Researchers found that adults who drink excessively have less nitric oxide in their exhaled breath than those who don’t, Yahoo News reported. Nitric oxide, which is a colorless gas produced by the body during respiration, is a molecule that protects against some harmful bacteria such as those that cause respiratory infections.

These findings mark the first study to reveal an association between nitric oxide and excessive alcohol consumption. The study was done by Loyola Medicine and Loyola University Chicago, USA. The team used data collected from the U.S. Centers for Disease Control and Prevention's National Health and Examination Survey.

The NHANES program uses interviews and physical examinations as a part of their studies to access the health and nutritional status of their subjects.  Researchers used data from 12,059 adults who participated in the study between 2007 and 2012.

Questionnaires were used to separate participants into the following categories, never drinkers, nonexcessive drinkers, excessive drinkers and former excessive drinkers.

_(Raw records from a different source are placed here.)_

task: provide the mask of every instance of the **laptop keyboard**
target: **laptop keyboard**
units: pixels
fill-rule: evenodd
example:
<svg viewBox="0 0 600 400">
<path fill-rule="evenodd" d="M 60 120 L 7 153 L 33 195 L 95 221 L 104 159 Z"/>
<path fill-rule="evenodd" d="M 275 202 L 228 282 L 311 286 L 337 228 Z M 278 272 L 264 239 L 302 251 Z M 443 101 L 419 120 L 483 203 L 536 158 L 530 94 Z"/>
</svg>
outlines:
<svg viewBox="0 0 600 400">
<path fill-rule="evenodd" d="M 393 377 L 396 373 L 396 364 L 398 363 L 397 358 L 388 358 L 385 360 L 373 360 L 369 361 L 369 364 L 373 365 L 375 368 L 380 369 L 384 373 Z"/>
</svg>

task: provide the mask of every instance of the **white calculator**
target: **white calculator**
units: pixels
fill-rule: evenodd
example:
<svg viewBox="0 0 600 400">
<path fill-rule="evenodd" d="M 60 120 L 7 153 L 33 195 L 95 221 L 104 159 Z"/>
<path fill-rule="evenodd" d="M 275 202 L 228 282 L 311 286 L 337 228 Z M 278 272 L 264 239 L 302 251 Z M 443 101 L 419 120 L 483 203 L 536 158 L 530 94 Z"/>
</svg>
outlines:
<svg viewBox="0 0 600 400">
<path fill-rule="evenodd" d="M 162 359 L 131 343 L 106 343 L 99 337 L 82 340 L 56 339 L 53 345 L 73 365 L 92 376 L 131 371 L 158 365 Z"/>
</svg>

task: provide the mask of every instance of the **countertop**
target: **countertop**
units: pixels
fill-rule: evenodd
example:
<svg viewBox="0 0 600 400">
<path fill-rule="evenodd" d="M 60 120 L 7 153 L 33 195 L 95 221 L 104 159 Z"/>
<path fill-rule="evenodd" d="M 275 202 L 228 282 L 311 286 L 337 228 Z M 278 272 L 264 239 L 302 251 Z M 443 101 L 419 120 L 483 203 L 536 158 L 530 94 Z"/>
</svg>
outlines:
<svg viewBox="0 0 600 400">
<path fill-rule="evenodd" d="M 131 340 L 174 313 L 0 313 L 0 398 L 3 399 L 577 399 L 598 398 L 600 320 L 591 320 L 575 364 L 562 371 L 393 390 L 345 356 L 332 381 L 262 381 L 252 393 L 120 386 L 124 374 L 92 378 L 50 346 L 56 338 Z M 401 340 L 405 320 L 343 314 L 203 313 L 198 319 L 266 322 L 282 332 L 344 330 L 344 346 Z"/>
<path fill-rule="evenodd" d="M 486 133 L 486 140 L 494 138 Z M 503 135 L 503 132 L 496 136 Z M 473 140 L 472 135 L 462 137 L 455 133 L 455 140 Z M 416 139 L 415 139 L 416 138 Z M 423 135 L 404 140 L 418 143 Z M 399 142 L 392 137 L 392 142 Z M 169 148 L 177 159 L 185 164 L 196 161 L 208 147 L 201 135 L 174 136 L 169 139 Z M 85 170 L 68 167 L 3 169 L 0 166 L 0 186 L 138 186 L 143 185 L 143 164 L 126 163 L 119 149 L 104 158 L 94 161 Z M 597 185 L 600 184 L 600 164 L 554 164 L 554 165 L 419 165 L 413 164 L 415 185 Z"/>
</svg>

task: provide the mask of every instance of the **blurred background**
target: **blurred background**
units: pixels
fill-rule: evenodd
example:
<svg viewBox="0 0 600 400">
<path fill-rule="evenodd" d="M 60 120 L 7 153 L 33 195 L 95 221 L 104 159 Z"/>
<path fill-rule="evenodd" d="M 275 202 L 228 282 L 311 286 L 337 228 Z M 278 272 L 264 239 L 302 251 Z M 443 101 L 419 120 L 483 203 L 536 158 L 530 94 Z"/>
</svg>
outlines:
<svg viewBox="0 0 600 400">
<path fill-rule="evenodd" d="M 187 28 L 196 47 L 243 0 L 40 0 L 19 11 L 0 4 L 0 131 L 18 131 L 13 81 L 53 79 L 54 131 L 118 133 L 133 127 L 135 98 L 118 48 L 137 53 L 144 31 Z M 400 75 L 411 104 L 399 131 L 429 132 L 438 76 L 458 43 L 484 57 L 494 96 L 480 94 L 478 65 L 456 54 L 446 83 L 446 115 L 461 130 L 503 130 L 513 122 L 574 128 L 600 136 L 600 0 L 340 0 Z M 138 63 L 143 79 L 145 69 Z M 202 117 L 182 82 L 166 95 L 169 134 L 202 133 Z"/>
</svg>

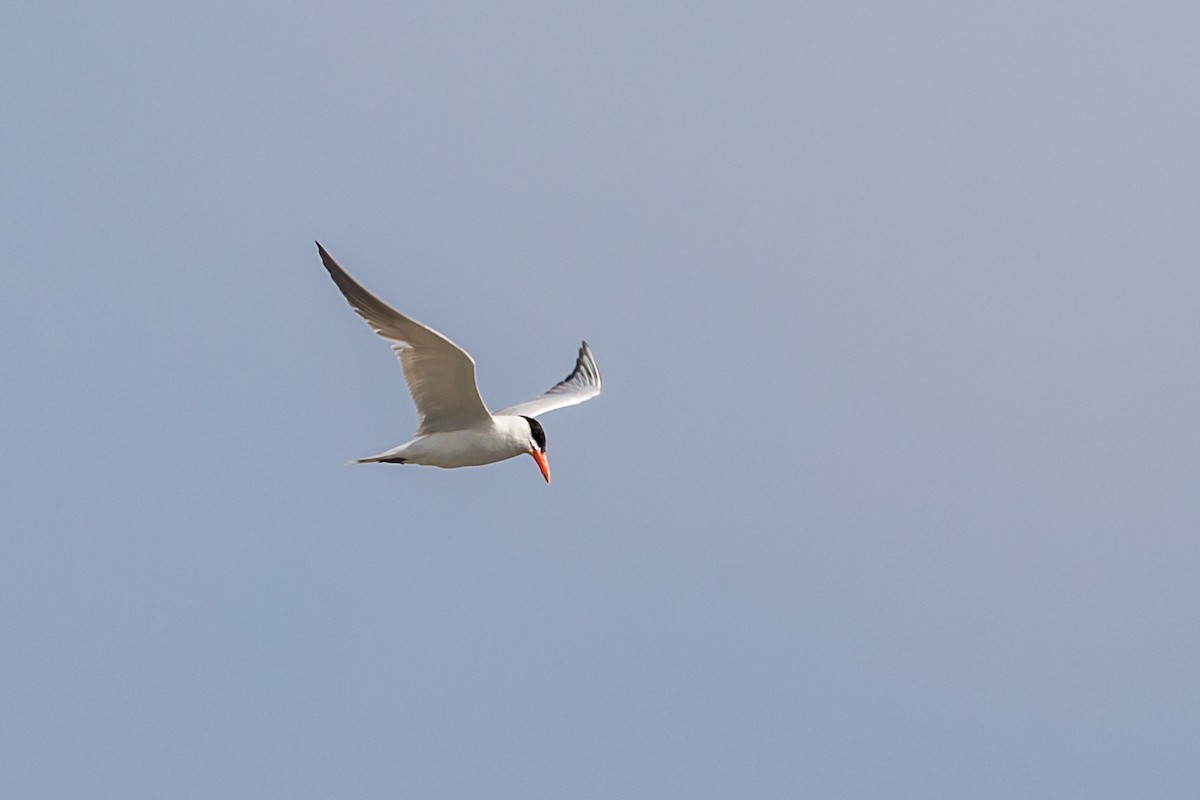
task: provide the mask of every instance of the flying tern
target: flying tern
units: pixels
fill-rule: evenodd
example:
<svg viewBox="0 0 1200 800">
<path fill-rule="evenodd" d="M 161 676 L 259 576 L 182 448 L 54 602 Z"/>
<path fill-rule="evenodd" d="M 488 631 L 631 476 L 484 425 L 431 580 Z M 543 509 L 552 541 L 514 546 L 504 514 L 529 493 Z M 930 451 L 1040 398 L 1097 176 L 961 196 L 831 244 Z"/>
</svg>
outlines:
<svg viewBox="0 0 1200 800">
<path fill-rule="evenodd" d="M 600 370 L 588 343 L 580 346 L 571 374 L 545 394 L 493 413 L 479 394 L 475 359 L 466 350 L 368 292 L 338 266 L 320 242 L 317 250 L 350 307 L 391 343 L 417 407 L 417 432 L 411 441 L 379 455 L 356 459 L 356 463 L 424 464 L 452 469 L 493 464 L 528 453 L 549 483 L 546 433 L 534 416 L 600 394 Z"/>
</svg>

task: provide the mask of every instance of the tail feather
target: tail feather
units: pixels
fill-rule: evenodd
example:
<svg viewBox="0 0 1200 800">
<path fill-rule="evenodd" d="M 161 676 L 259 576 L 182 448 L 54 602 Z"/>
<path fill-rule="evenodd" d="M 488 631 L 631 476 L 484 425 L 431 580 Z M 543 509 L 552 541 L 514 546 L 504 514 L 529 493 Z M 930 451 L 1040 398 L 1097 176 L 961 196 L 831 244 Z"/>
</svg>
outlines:
<svg viewBox="0 0 1200 800">
<path fill-rule="evenodd" d="M 399 456 L 389 456 L 387 453 L 382 453 L 377 456 L 367 456 L 366 458 L 356 458 L 351 461 L 351 464 L 404 464 L 406 459 Z"/>
</svg>

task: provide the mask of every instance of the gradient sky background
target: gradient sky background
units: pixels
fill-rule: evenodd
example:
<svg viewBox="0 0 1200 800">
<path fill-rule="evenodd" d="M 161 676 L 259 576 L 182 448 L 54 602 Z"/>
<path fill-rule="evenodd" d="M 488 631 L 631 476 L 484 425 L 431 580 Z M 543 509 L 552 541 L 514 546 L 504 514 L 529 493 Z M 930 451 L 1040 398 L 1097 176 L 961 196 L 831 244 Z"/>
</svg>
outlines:
<svg viewBox="0 0 1200 800">
<path fill-rule="evenodd" d="M 0 795 L 1195 796 L 1194 2 L 0 27 Z"/>
</svg>

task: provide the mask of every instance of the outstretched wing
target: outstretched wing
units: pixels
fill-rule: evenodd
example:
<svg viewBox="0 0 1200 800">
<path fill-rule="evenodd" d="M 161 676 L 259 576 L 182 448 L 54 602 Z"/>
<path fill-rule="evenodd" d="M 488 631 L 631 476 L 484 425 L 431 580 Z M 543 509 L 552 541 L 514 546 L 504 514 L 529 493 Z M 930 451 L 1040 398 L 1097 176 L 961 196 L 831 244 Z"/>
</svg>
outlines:
<svg viewBox="0 0 1200 800">
<path fill-rule="evenodd" d="M 514 414 L 523 417 L 536 417 L 556 408 L 566 408 L 577 405 L 584 400 L 591 400 L 600 394 L 600 368 L 596 366 L 596 357 L 592 348 L 584 342 L 579 347 L 579 357 L 575 359 L 575 369 L 571 374 L 555 384 L 541 397 L 517 403 L 496 412 L 496 414 Z"/>
<path fill-rule="evenodd" d="M 475 384 L 475 360 L 467 351 L 368 292 L 338 266 L 320 242 L 317 250 L 350 307 L 391 342 L 420 417 L 417 434 L 461 430 L 486 422 L 490 415 Z"/>
</svg>

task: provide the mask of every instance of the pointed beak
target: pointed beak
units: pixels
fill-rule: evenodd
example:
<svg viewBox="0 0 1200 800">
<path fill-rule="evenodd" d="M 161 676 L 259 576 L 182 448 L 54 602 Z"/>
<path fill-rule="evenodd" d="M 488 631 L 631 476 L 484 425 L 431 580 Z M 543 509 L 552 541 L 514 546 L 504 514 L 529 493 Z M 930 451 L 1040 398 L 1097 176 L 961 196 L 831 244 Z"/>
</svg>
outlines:
<svg viewBox="0 0 1200 800">
<path fill-rule="evenodd" d="M 542 477 L 546 479 L 546 483 L 550 482 L 550 462 L 546 460 L 545 453 L 539 453 L 534 450 L 529 455 L 533 456 L 533 460 L 537 462 L 538 469 L 542 471 Z"/>
</svg>

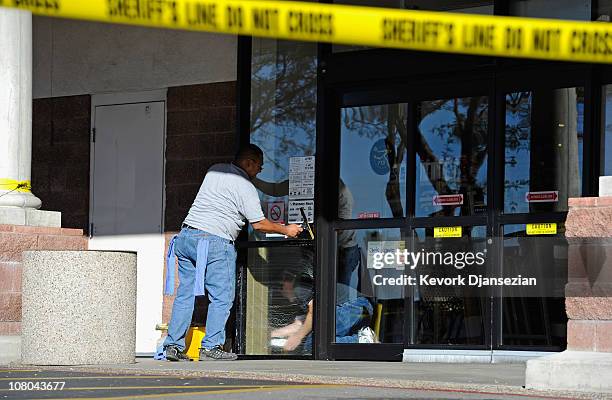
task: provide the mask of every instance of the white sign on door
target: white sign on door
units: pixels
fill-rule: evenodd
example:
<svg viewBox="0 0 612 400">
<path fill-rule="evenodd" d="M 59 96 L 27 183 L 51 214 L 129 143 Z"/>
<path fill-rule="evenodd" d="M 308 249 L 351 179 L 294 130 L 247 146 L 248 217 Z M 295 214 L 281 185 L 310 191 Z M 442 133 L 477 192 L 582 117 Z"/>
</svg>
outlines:
<svg viewBox="0 0 612 400">
<path fill-rule="evenodd" d="M 289 202 L 289 223 L 301 224 L 302 213 L 300 208 L 304 208 L 306 218 L 309 223 L 314 222 L 314 200 L 292 200 Z"/>
<path fill-rule="evenodd" d="M 315 158 L 289 158 L 289 199 L 314 198 Z"/>
</svg>

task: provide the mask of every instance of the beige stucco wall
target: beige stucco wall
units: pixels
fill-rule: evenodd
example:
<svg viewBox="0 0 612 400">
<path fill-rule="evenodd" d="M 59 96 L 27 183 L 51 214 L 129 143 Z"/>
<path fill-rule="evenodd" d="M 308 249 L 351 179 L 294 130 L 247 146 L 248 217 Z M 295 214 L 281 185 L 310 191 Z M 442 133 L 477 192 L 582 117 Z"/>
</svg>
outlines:
<svg viewBox="0 0 612 400">
<path fill-rule="evenodd" d="M 33 97 L 236 80 L 236 36 L 34 17 Z"/>
</svg>

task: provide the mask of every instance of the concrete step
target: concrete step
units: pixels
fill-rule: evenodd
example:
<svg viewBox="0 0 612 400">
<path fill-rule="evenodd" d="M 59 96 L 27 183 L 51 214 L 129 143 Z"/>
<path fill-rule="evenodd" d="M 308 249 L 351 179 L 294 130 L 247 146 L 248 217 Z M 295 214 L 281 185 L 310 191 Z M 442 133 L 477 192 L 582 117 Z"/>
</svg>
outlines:
<svg viewBox="0 0 612 400">
<path fill-rule="evenodd" d="M 528 389 L 612 393 L 612 353 L 571 351 L 527 361 Z"/>
<path fill-rule="evenodd" d="M 21 336 L 0 336 L 0 365 L 21 362 Z"/>
</svg>

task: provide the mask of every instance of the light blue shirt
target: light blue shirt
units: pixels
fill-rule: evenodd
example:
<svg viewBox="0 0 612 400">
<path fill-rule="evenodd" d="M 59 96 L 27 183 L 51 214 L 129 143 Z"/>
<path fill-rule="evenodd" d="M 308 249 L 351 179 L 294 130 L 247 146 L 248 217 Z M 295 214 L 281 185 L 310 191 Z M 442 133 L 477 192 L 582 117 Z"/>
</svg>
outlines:
<svg viewBox="0 0 612 400">
<path fill-rule="evenodd" d="M 264 214 L 247 173 L 234 164 L 215 164 L 206 173 L 185 223 L 213 235 L 236 240 L 245 224 Z"/>
</svg>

Women who fell into the excessive drinkers categories admitted to consuming more than one drink per day on average whereas men who were in the group consumed two drinks per day. Subjects who also made the group were those who participated in binge drinking at least once per month. For women, binge drinking was defined as having four or more drinks in one sitting and five or more drinks for men.

From the sample data collected from the group, it was determined that 26.9 percent were excessive drinkers. Researchers found that the more alcohol consumed by an excessive drinker the lower the nitric oxide level. The team also revealed that the excessive consumption of alcohol disrupts the healthy balance in the lung.

Despite the findings, researchers said further investigation needs to be done about the association between exhaled nitric oxide levels and alcohol consumption.